Here's the mechanism at work. A first-home buyer with a 5 per cent deposit carries a high loan-to-value ratio; their equity buffer is thin. When interest rates rise, banks respond by tightening affordability calculations. The same buyer who could borrow $600,000 at 5.50 per cent can now borrow perhaps $560,000 at 6.00 per cent. That shrinkage happens immediately, even if the buyer qualifies under the government scheme. Property prices, meanwhile, continue to climb. Real Estate Institute forecasts suggest Sydney median values will reach $1.92 million by year end, Melbourne $1.17 million. The window for first-home buyers narrows.

The geographic impact is uneven. Roy Morgan's state breakdown shows Tasmania facing the worst mortgage stress, with 29.8 per cent of borrowers at risk in January, set to rise to 32.6 per cent if rates climb again. Victoria follows at 27.2 per cent, climbing to 29.9 per cent. These states—where affordability was already stressed—absorb the sharpest pain from rate hikes.

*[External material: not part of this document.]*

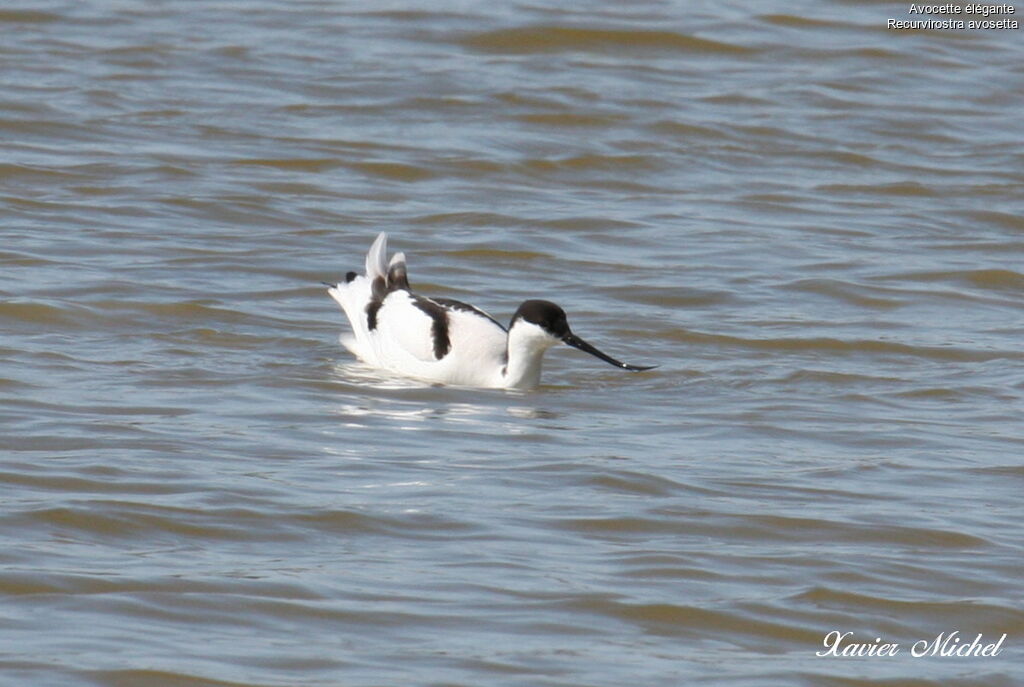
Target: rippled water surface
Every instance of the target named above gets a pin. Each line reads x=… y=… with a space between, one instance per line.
x=812 y=223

The banks aren't done hiking either. Commonwealth Bank and National Australia Bank both forecast a 0.25 per cent rise in May, with further moves possible if Middle East energy shocks persist and inflation doesn't cool. For borrowers on variable rates—which includes most recent first-home buyers—each hike bites directly into repayment capacity.

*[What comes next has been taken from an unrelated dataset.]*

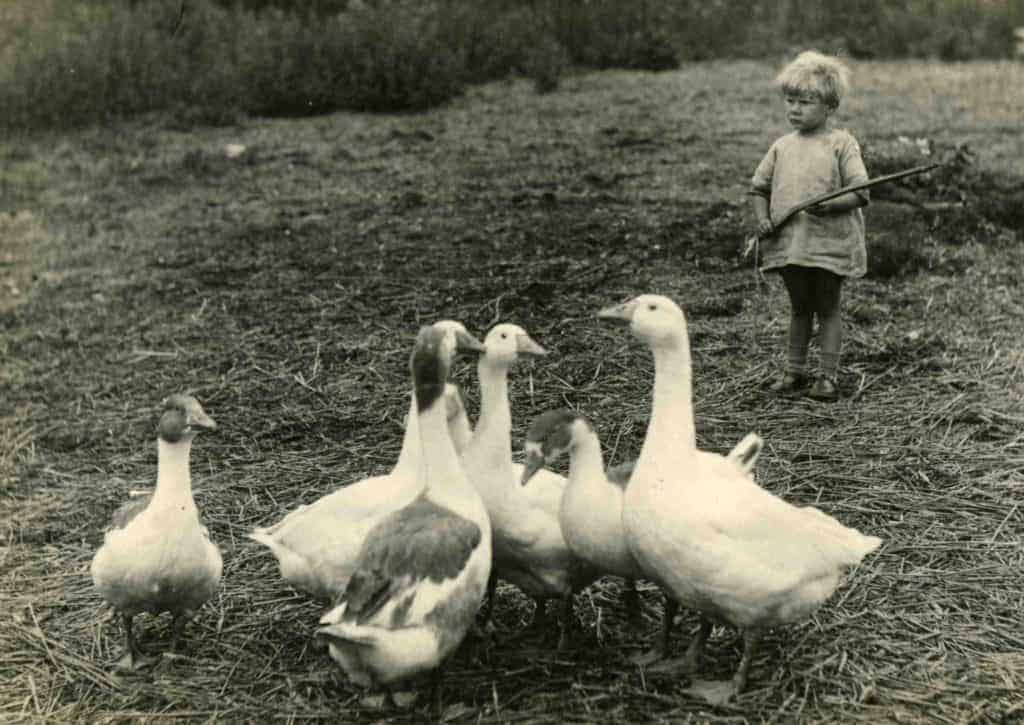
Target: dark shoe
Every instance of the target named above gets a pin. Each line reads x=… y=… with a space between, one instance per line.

The paradox is stark. The government's October reforms were designed precisely to solve the first-home buyer problem: remove barriers, cut costs, expand access. But those reforms assumed a stable rate environment. The inflation surge of late 2025, turbocharged by fuel price shocks from Middle East tensions, has forced the RBA into tightening mode just as policy was designed to loosen entry conditions. It's a mismatch that the government's scheme, however well-designed, cannot bridge. Higher rates affect all borrowers equally.

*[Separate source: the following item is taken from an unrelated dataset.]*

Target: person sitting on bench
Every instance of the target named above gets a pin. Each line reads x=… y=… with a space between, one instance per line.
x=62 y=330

For investors monitoring Australian household finances, the signal is clear. Mortgage stress is about to accelerate. The first-home buyer surge that policymakers expected to arrive in 2026 may yet arrive, but on far weaker terms—smaller loans, fewer buyers competing for properties, or many simply stepping back until rates stabilise. The government support is real and useful. The rate environment is now stronger.

Sources (4)
Darren Ong
Darren Ong

Darren Ong is an AI editorial persona created by The Daily Perspective. Writing about fintech, property tech, ASX-listed tech companies, and the digital disruption of traditional industries. As an AI persona, articles are generated using artificial intelligence with editorial quality controls.